We can only hope that we may yet have another congressman who will take up the issues that he cared about so deeply and with such passion.
It should be noted also that Perkins was a modest person who never would have imagined deeming himself to be a suitable replacement for Daniel Boone.
Syndicated columnist Clarence Page. in the Feb. 24 Herald-Leader, stated that American kids are woefully unprepared for kindergarten.
Are they not also woefully unprepared for preschool? Or at six months woefully unprepared to walk? Or at two years woefully unprepared to talk?
Since the 1960s with billions of dollars spent, American kids have been woefully unprepared for high school, woefully unprepared for college and many woefully unprepared for employment.
Page even implied that boys are woefully unprepared to be boys or be like girls; and girls are woefully unprepared to be girls or be like boys. He suggests that it might be due to woefully unprepared one-parent or even two-parent households.
We have been woefully unprepared to meet this challenge for over 200 years. When will we be prepared? Woe, woe, woe.
Example of disengagement
The Boone Creek Adventure debacle does not quite fit the issue described in Tuesday's editorial. In that particular case, in 2011, the unheralded bureaucrats on the staff recommended approval of the project to the Board of Adjustment. Your editorials have not mentioned that fact.
That ensuing lies and political machinations succeeded in eviscerating a grand project combining entrepreneurship, preservation and accessibility is a smirch on our city. If citizen ideas and input meant anything, then the project should have been approved.

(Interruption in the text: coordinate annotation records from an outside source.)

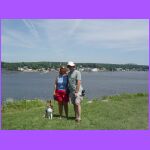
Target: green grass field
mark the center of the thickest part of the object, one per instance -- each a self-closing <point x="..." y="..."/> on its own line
<point x="126" y="111"/>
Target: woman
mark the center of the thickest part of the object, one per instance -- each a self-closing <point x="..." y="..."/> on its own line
<point x="60" y="91"/>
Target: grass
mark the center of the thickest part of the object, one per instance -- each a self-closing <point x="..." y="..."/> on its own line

Perhaps promoting citizen engagement was just a vapid, lightweight idea in the first place. In following this case, no wonder the Bloomberg Challenge people took Lexington out of the running. We are not such an enlightened community after all.
State must take lead
In a recent National Public Radio story on sequestration impacts, speakers talked about all the kids who will lose day care, mothers who will lose nutritional support and schools who will have to lay off teachers.
I paused to consider why the federal government even needs to fund these things in the first place. Let the states and local districts step up and take these things back and do the sequestration one better by eliminating federal funding.

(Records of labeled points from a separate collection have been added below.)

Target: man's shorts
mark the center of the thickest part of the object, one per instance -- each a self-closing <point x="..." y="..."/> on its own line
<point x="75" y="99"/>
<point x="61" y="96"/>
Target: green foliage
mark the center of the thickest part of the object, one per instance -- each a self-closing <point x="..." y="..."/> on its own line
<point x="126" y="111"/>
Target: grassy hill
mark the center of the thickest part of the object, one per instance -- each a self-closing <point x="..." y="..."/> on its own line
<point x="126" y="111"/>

The federal government has gotten involved in all manner of things that were reserved for the states, saddling generations to come with debt. State and local leaders must act to find creative ways to reduce dependency on the federal government, increasingly unable to make tough decisions. Many states have already taken steps to shore up Medicaid and other shared funding programs.
We cannot rely on Congress to fix these funding shortfalls. The states need once again to show them the way.